Turns out we were one of the lucky ones: we had heat from two large kerosene heaters, ample food, a gas grill, vans full of gas, a gas hot water heater, and a neighbor willing to share a line from his generator to run our refrigerators and some lights for a few hours each day. Others weren't so lucky. For several days, gas stations had no electricity to pump gas; stores had no electricity to serve customers; banks had no electricity to dispense cash; driveways, streets, and even main roads were blocked by huge limbs, trapping people in their homes and subdivisions; and to complicate matters for everyone, AT&T was completely down, which made communication next to impossible. There was a run on gas and kerosene, causing shortages across the region for several days; John eventually had to drive an hour east for kerosene. People stood in lines for hours to buy food, heating supplies, and generators because stores were allowing only 15-25 customers in at a time. The National Guard was called in, and emergency workers from across the country began arriving.
Literally thousands of utility poles were snapped by the ice, dragging main power transmission lines into roads, ravines, rivers and lakes. Some of the emergency workers that worked Hurricane Katrina said that although home loss was much worse with Katrina due to the flooding, the damage to the power grid here was unlike anything they'd ever seen. A number of people in our region have died from carbon monoxide poisoning or hypothermia. There have been over 125 house fires, and several families have stood by helplessly and watched their houses burn because rescue workers could not reach them in time.
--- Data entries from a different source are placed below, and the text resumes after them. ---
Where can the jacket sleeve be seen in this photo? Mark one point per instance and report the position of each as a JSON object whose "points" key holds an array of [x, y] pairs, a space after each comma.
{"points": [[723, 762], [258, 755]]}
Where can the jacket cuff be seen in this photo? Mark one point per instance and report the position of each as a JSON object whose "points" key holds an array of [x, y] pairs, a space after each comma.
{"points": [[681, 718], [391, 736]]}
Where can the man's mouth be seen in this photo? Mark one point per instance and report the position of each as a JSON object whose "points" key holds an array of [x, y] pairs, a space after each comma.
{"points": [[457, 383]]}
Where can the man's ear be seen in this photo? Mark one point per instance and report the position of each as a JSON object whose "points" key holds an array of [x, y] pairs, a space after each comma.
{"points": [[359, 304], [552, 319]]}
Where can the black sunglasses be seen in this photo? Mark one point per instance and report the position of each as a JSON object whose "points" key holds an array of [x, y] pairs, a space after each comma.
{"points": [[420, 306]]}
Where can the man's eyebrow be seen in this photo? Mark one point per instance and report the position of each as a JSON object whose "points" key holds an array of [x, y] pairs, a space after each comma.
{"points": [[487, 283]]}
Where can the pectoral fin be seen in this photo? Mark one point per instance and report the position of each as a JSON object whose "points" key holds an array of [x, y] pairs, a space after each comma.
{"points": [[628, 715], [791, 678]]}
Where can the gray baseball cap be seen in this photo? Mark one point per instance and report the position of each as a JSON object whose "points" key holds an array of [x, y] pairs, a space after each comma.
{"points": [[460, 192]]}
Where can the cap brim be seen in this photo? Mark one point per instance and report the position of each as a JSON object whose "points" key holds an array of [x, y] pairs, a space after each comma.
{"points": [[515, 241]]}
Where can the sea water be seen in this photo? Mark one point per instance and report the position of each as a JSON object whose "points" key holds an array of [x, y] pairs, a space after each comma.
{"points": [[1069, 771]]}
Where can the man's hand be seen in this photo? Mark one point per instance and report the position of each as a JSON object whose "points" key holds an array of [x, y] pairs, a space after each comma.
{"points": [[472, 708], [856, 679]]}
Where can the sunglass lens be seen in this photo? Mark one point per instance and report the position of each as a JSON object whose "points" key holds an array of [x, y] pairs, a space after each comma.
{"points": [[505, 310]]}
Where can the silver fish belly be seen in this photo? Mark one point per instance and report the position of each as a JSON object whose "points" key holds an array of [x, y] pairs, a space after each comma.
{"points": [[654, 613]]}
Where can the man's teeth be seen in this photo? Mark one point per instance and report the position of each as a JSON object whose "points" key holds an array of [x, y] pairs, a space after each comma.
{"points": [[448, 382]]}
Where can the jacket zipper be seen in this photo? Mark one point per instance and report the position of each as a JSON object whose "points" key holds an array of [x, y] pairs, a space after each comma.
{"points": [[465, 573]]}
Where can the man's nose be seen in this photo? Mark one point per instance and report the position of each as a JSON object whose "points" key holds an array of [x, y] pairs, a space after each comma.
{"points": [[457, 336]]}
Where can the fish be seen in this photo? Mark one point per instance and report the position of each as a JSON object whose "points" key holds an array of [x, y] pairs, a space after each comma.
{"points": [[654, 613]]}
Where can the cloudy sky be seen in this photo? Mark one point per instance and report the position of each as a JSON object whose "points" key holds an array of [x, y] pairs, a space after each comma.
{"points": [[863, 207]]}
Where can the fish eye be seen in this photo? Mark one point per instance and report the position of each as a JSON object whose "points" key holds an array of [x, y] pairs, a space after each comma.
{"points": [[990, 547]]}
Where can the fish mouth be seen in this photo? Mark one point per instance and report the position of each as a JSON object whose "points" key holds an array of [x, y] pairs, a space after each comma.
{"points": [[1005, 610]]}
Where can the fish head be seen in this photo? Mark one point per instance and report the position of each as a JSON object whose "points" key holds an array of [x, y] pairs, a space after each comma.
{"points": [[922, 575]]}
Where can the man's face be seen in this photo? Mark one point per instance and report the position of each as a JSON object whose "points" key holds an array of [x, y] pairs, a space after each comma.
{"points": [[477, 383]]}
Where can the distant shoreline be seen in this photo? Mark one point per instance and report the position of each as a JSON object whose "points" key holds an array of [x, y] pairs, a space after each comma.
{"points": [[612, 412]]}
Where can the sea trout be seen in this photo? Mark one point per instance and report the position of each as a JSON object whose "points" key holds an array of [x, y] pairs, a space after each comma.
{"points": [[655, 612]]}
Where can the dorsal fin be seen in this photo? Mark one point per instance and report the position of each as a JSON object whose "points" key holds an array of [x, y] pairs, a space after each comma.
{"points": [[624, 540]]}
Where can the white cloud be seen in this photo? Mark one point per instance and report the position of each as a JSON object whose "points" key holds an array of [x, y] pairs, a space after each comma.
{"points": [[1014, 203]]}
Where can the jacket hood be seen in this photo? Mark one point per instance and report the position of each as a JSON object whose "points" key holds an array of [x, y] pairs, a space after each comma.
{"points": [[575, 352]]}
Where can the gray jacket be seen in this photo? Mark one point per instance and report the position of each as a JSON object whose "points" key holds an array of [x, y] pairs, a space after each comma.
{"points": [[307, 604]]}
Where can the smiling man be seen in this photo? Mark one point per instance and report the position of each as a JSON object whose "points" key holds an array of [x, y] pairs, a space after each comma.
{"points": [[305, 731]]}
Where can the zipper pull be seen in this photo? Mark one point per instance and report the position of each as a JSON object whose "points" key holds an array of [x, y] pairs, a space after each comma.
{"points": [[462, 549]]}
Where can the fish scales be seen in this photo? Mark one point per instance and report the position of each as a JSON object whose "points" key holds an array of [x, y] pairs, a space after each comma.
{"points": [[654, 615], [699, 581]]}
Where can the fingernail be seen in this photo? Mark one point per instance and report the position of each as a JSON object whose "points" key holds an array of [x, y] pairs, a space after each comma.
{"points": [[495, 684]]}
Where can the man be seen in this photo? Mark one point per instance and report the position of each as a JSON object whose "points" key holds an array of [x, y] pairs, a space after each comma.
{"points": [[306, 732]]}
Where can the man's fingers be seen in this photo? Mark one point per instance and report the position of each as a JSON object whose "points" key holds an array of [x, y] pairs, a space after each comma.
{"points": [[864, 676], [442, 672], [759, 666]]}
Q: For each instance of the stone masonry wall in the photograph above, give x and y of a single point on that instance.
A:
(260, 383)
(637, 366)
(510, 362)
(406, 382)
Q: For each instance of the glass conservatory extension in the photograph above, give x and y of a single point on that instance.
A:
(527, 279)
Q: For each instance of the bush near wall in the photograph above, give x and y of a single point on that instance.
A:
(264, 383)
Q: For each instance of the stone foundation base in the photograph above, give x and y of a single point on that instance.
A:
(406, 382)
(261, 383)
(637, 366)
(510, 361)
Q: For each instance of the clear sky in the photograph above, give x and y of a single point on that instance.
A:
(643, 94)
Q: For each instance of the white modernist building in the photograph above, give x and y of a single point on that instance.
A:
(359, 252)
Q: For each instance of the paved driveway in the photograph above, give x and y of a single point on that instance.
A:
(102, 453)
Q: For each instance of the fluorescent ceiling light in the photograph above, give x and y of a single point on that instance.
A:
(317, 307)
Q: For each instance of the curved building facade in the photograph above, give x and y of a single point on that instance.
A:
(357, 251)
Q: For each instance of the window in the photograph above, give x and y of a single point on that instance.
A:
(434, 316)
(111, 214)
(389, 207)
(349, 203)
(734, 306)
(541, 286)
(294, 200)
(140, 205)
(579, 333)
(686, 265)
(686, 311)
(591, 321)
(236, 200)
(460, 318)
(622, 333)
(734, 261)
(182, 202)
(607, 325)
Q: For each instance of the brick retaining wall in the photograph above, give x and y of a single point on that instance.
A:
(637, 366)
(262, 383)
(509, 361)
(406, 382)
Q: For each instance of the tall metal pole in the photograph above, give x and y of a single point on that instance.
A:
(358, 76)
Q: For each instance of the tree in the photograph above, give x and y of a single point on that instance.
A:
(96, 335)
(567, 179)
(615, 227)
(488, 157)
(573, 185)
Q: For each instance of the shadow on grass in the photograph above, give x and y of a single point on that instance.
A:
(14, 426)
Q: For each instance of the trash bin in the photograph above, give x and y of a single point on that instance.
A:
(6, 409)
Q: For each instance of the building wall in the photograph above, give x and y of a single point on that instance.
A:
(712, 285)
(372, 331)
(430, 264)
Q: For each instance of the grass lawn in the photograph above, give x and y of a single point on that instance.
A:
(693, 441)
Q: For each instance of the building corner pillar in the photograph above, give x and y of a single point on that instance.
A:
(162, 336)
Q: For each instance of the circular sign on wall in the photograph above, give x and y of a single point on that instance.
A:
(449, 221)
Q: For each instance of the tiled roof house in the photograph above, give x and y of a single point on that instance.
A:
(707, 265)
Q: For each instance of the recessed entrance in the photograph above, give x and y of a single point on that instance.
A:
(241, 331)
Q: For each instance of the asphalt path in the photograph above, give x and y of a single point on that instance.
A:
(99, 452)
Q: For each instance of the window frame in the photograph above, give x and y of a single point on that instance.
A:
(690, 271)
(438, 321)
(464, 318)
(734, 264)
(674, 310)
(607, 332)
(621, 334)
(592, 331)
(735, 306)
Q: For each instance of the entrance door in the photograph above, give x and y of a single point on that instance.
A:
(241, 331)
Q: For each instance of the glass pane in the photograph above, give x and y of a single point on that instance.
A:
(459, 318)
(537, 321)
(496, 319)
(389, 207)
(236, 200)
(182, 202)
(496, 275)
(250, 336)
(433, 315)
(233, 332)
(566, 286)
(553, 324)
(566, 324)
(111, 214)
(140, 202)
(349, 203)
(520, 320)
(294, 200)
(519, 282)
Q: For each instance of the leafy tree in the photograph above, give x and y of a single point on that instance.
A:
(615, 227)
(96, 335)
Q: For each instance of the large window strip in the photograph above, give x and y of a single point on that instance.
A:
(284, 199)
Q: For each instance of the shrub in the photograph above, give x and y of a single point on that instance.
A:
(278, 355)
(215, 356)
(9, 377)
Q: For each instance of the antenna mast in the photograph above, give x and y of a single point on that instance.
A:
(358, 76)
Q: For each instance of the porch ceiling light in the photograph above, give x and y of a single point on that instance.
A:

Our family was very fortunate to regain power after only six days; hundreds in our region- and many of our friends- are still without, two weeks later. Our city looks like a hurricane has swept through! Virtually every tree in the city sustained major damage. John and the boys have been out with the chainsaw every day for the past week, and the job is still not done. Every yard has a huge pile of limbs and logs waiting to eventually be picked up, and some streets are still barely passable. What. A. Mess. But even so, we are very thankful: thankful for friends and strangers who have helped in so many different ways, thankful for workers who come from all over to serve our community, thankful that throughout this ordeal, God is in control and his mercies never fail.

This is my favorite tree: November 2007
This is my tree now:
The kids managed to have fun in spite of it all- it's been quite an adventure!

3 comments:

jcallahan said...

Wow! The damage sounds a lot like that of Gustav in Baton Rouge (every tree damaged). The obvious difference was the cold and the longevity of the cold which made repairs impossible. It probably looks like a war zone there now.

Glad you guys did so well is such a bad situation!

E.T.'s Mom said...

Your pictures are fabulous! You describle the whole ordeal very well.

Trailboss said...

I agree w/E.T's Mom...your pictures and your story was right on. That is what it was. It was a bit scary at times but I, like you, have a lot to be thankful for. We never were cold or hungry or scared for that matter. Nervous perhaps but OK.